A Tax Change Both Parties Can Support

Expanding the Earned Income Tax Credit has been touted by President Obama, Democratic Sen. Patty Murray, and Republican Rep. Paul Ryan.

With the midterms looming, few D.C. insiders expect Congress to accomplish much this fall. That's too bad, because a handful of influential politicians from very different ideological backgrounds agree on a simple policy solution that would boost the economic fortunes of millions of low-income working Americans: expanding the Earned Income Tax Credit.

This wonky-sounding proposal—which has been touted in the past year by none other than President Obama, Democratic Sen. Patty Murray, and Republican Rep. Paul Ryan—would bolster the tax credit for low-income workers in two key ways. First, it would make the tax refund for workers without children more generous, doubling the amount they could receive. (Currently, the tax credit mainly benefits working adults with children. Families can collect anywhere from roughly $3,300 to $6,140, depending on the number of children they have. Workers with no kids can receive only up to $496 a year.) Second, it would expand the credit's reach, so that childless workers between the ages of 21 and 24 who are not full-time students would be eligible to receive it. (Right now, if you are childless, you can claim the credit only if you're 25 or older.) Republican Sen. Marco Rubio, meanwhile, has proposed a very similar idea, calling his version a federal wage enhancement for workers with and without kids.

(Illustration by Sebastien Thibault)The Earned Income Tax Credit began decades ago as a Republican proposal. First enacted in 1975 under President Ford, it later saw major expansions under Presidents Reagan, Clinton, and George W. Bush. In 1986, at the signing of a historic overhaul of the tax code, Reagan called the legislation—which included an expansion of the EITC—"the best antipoverty bill, the best pro-family measure, and the best job-creation program to ever come out of Congress."

This basic idea appeals to the core values of both parties. For Democrats, it would increase the social safety net by funneling extra money to low-income workers through the tax code. And Republicans like the fact that the tax credit would go only to people who hold down jobs. "It encourages people to work by increasing the rewards," Ryan said in late July, when he trumpeted the idea in a speech at the American Enterprise Institute. "And we all know that the more people we have in the workforce, the more opportunity we'll have in this country."

Expanding the tax credit now would have substantial benefits.
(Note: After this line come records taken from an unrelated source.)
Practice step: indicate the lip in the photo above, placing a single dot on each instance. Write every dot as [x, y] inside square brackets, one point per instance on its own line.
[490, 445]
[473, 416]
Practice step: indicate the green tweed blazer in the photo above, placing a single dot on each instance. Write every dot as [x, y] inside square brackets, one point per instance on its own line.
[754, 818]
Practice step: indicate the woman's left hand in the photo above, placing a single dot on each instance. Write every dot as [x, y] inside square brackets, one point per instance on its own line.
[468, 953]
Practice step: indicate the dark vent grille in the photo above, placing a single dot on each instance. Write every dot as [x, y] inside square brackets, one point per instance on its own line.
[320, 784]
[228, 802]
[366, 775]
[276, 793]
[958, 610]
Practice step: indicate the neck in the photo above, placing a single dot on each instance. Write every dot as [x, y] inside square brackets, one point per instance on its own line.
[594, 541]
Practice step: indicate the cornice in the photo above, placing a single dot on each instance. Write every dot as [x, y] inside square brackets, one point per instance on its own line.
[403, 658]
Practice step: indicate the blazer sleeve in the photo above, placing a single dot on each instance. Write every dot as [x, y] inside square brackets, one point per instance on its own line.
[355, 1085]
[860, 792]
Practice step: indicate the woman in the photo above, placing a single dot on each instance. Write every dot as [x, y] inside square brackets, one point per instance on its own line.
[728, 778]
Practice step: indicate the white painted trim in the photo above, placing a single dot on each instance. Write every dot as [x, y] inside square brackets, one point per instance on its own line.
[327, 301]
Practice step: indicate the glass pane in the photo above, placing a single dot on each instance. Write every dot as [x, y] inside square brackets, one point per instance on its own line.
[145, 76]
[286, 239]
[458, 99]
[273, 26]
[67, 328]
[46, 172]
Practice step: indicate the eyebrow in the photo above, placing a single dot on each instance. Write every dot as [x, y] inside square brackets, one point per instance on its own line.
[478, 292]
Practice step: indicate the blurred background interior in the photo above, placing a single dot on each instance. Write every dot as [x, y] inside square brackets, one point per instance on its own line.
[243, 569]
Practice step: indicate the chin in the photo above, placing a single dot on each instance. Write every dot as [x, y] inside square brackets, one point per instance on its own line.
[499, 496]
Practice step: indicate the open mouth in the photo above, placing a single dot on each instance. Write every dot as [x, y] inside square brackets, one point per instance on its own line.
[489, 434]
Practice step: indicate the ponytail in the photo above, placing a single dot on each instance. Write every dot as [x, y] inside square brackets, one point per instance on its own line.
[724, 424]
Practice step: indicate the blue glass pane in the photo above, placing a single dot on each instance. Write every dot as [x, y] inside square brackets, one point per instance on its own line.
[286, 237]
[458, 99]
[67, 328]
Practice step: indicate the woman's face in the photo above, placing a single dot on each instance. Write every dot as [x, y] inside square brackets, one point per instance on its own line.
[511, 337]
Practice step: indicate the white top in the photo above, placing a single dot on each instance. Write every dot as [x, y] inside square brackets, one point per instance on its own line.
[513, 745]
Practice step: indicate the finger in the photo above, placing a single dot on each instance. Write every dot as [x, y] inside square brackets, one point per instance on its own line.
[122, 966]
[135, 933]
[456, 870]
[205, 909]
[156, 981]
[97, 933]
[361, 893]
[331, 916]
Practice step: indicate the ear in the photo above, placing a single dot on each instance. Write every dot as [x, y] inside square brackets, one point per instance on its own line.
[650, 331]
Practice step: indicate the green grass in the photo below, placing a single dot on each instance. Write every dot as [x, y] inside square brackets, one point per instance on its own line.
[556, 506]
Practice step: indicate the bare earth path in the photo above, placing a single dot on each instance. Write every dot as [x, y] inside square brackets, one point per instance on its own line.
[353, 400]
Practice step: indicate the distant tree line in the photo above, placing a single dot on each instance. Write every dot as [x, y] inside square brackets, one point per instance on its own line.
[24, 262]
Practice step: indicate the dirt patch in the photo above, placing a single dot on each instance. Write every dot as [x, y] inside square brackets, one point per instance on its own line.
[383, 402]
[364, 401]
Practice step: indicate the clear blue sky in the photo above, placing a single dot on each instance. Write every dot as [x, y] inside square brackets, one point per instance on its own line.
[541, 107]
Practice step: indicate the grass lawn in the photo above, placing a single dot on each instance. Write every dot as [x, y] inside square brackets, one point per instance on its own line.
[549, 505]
The Treasury Department estimates that the president's proposal—which is similar to Ryan's—would lift 500,000 people out of poverty and boost the incomes of another 10 million workers: a huge boon to those who have not seen their wages rise during the economic recovery. "Most jobs for low-skilled workers pay such a pittance that they need help," says Isabel Sawhill, a senior fellow at the Brookings Institution and a longtime budget and poverty expert. "If we want to encourage work, then supplementing wages is the way to go."

Of course, the big problem with this bipartisan lovefest is the question of how to pay for the expanded tax credit. In his most recent proposed budget, Obama did so by increasing taxes and closing loopholes. Ryan says he would find the cash by eliminating funding for other social-welfare programs that he calls ineffective.

Ultimately, the politics of a divided Congress make this proposal unlikely to pass in the coming months. Still, it's comforting to know that some Republicans and Democrats can at least agree on the broad outlines of expanding one simple tax credit. "It reveals what I think is an encouraging disposition on the part of conservatives to pay attention to the working poor and to help people out of poverty," says Peter Wehner, a senior fellow at the Ethics and Public Policy Center who served in the Reagan, George H.W. Bush, and George W. Bush administrations. "It's one of the few areas where there is a chance for common ground."